Another participant took this much further — spending roughly 500 EUR/month on ElevenLabs for voice AI:
- Before starting a project, he walks around the city discussing it with a voice AI for 40–60 minutes, producing detailed specifications from the conversation
- He trained a voice AI as his PhD mentor/focus coach
- He uses AI as a "personal psychologist" for end-of-day debriefing
- He creates evolving AI "avatars" with distinct personalities
- He even sends AI avatars to students when he cannot meet them
He also recommended interacting with AI in your mother tongue rather than English, because the richness of expression in your native language provides better context.
Running Models Locally: Simpler Than You Think
The "AI And The Physical World" session (Day 2) included a surprisingly practical deep-dive into running models locally with Ollama. Participants who had tried it reported:
- Setup is "so simple that it feels a bit ridiculous"
- Download from ollama.com, install, pull models from Hugging Face or the Ollama library
- Models from Meta, IBM, Microsoft are freely available
- Works completely offline (one participant used it on a 10-hour flight)

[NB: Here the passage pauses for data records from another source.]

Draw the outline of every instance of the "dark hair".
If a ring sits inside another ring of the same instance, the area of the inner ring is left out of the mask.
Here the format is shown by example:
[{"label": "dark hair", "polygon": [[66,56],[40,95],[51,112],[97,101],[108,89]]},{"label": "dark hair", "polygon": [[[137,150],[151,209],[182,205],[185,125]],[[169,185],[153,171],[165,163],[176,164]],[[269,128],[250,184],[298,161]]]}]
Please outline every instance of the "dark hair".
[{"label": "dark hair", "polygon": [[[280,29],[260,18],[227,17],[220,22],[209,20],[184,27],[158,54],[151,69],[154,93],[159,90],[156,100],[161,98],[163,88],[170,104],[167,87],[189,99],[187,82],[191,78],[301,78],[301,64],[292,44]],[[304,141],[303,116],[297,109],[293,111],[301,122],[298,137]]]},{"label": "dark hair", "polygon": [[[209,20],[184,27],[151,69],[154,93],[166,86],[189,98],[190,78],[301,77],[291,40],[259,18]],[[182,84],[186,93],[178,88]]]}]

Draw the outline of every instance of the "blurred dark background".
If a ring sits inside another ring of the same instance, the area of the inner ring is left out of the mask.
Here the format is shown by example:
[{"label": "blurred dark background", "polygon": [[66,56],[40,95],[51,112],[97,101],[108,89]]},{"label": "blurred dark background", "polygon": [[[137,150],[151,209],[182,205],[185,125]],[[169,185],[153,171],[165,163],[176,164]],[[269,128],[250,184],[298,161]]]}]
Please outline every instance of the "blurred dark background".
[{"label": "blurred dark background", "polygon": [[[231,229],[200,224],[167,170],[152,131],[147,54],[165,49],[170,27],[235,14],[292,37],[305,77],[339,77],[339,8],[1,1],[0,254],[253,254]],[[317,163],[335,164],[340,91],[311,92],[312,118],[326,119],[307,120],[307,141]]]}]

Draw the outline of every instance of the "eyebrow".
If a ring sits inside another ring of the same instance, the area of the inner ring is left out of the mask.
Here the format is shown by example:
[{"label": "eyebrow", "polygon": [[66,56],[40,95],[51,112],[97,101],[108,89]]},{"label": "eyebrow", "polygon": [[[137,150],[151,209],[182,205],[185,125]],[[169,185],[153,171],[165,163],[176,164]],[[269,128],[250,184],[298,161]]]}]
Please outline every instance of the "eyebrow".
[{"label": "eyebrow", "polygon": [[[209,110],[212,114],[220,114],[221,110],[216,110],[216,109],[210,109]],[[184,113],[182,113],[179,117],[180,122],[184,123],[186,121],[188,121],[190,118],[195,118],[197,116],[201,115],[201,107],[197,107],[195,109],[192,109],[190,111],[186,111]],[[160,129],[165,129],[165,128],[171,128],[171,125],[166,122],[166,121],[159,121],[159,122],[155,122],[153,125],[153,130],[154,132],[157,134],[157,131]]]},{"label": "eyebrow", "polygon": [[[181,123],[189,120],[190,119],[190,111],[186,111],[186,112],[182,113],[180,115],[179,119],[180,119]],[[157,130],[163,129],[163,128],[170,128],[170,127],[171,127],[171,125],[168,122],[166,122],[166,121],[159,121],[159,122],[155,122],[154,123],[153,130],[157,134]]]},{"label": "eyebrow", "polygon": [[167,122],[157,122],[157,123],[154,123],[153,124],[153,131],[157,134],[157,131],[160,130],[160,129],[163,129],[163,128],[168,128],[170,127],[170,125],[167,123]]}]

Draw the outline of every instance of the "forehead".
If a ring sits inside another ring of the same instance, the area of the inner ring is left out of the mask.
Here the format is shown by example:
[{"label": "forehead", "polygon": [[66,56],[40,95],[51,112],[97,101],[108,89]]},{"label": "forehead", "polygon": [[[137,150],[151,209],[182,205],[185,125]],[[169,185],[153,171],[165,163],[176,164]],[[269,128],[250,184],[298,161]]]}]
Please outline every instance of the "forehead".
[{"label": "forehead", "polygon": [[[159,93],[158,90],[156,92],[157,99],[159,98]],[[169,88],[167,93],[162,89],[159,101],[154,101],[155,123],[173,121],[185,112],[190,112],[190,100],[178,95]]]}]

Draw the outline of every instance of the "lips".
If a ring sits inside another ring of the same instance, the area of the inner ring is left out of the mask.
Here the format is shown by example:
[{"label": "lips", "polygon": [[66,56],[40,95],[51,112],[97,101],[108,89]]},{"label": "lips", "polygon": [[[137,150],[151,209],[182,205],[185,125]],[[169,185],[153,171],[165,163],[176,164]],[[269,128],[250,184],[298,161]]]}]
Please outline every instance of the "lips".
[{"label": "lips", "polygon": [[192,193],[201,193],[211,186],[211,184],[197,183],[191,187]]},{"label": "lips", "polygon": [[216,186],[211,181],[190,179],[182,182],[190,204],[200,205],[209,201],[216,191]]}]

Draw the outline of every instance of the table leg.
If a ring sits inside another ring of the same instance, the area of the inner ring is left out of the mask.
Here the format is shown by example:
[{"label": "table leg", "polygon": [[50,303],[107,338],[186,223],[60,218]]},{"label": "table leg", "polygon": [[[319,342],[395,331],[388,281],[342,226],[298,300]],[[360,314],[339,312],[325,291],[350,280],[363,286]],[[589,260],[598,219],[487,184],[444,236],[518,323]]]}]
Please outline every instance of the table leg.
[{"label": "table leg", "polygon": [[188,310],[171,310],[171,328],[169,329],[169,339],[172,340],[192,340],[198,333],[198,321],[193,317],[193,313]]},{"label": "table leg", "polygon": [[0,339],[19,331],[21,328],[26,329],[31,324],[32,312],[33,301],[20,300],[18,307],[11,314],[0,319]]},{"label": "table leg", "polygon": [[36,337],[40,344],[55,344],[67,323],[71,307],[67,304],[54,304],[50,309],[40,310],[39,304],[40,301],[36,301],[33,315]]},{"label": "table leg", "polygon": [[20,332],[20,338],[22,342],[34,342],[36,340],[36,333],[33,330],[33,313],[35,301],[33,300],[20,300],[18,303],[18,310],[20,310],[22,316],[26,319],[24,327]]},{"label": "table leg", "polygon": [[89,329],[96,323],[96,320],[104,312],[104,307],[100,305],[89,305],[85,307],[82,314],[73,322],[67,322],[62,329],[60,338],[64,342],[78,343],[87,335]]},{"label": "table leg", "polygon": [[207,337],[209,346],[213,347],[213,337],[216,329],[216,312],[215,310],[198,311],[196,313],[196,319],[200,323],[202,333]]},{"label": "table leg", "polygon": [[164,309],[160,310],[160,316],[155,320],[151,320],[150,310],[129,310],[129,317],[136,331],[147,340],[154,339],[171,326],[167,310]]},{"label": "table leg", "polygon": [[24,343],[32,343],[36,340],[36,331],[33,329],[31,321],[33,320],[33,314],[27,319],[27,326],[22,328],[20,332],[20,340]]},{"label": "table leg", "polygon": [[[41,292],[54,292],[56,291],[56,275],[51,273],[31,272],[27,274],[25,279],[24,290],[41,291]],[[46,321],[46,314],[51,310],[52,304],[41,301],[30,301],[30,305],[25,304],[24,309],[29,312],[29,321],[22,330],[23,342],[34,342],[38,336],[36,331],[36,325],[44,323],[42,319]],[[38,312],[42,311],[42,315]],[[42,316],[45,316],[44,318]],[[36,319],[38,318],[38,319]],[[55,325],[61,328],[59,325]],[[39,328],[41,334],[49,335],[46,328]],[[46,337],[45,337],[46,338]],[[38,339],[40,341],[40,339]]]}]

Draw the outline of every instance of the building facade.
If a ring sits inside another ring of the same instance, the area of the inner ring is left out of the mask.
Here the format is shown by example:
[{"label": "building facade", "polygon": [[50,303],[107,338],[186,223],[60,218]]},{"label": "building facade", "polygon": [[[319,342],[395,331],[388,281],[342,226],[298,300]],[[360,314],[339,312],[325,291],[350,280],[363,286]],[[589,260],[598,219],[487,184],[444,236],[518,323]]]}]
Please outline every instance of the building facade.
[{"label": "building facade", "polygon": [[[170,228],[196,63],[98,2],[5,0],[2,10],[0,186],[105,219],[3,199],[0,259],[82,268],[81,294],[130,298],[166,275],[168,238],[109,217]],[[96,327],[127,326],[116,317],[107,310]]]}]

- Rule of thumb: approximately 1GB of RAM per billion parameters
- On a Mac with 16GB RAM, 7B models work reasonably; 13B is slow
- Privacy benefit: no data sent to external companies
The quality trade-off is real — local models (3–24GB) are far less capable than ChatGPT-class models (~500GB). Practitioners recommended a split strategy: complex tasks go to cloud models, private or simple tasks go to local ones.
Scaling AI to Real Codebases
The "How to Transition From Toy Projects to Real-World?" session tackled the gap between impressive AI demos on small projects and the reality of large codebases:
- "30,000 → AI can generate it": Below about 30,000 lines/tokens, AI can effectively manage entire codebases. Beyond that, things break down.
- The modular code insight: "Actually we want modular code." The answer is not bigger context windows — it is better-structured code. And the most quotable insight from the session: "Human-friendly code is also AI-friendly."
- Serena for semantic search: The tool Serena was highlighted for providing semantic retrieval capabilities over codebases, going beyond simple text search.
- Make IDE knowledge available to agents: IDEs already understand type information, call graphs, and symbol resolution. Agents currently lack this. MCP servers were identified as the potential bridge.
- Architecture Decision Records (ADRs): Keep them in the repo. "For AI, provide example / add comments to good code / Have ADR in the Repo."